This question says that Gross profit margin decreases because the adjustment is made from LIFO to FIFO for cost of goods sold. But in the footnotes, it says “assume that inventory has been to a FIFO basis, where appropriate”. Why would it be appropriate to change cost of goods sold to FIFO? why not leave it in LIFO? I dont understand this adjustment at all. Can anyone explain this? In general, is it ok to adjust inventory to FIFO and Cost of goods sold to LIFO in the same financial statements, or does it have to be the same, and one will be under/overstating something. Thanks for the help Thanks.
If I remember right, FIFO COGS is more conservative. LIFO COGS on the Income statement and FIFO Ending Inventory on the Balance sheet is a measure of more current costs. FIFO COGS would be the more conservative figure (with either rising or falling prices). This is why it is preferred. CP
If costs were rising, wouldnt FIFO make COGS lower? That would not be conservative. You would be overstating earnings.
agreed, gusto. if prices are rising, lifo cogs would be more conservative. i can’t find why we would adjust it this way either since the the question does not say it is a deflationary environment… was this question just worded poorly? anyone have feedback or is this an error?

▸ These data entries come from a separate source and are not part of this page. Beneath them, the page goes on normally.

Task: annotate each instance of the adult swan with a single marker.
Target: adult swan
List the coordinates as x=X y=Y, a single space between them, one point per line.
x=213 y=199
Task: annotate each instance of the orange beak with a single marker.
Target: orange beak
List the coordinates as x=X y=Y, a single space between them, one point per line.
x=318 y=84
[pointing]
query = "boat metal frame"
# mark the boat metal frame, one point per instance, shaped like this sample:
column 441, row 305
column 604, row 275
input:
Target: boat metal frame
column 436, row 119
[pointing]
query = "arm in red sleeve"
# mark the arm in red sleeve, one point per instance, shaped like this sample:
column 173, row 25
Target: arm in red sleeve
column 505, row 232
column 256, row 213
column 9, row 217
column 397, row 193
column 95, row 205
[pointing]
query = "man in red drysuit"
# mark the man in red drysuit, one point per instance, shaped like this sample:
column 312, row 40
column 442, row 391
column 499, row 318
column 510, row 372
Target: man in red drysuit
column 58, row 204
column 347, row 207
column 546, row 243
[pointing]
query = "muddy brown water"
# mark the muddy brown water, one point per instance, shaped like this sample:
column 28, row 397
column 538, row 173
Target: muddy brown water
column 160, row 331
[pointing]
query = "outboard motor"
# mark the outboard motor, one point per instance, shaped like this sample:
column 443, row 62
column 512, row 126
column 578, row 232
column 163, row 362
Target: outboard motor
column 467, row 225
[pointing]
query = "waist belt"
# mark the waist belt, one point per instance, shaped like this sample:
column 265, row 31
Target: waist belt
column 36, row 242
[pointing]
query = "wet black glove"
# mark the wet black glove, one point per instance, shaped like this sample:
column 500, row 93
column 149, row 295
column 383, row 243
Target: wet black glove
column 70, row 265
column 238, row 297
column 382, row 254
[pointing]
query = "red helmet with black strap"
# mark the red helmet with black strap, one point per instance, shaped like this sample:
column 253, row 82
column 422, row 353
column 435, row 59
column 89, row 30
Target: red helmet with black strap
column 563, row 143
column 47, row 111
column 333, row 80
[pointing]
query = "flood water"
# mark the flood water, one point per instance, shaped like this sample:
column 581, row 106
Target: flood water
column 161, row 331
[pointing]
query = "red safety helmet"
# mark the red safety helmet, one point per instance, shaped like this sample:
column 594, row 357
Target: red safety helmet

I am sorry. Said the wrong thing above. Need to go back and check the books… Will post after that. Sorry again. CP
gusto, I believe the text is asking to change Inventory to a FIFO basis - Inventory is on the Balance Sheet and FIFO on the Balance sheet is more representative of current costs. I think you are confusing FIFO on Balance sheet for Inventory with COGS on the Incomet statement (which must be LIFO COGS – for more current costs).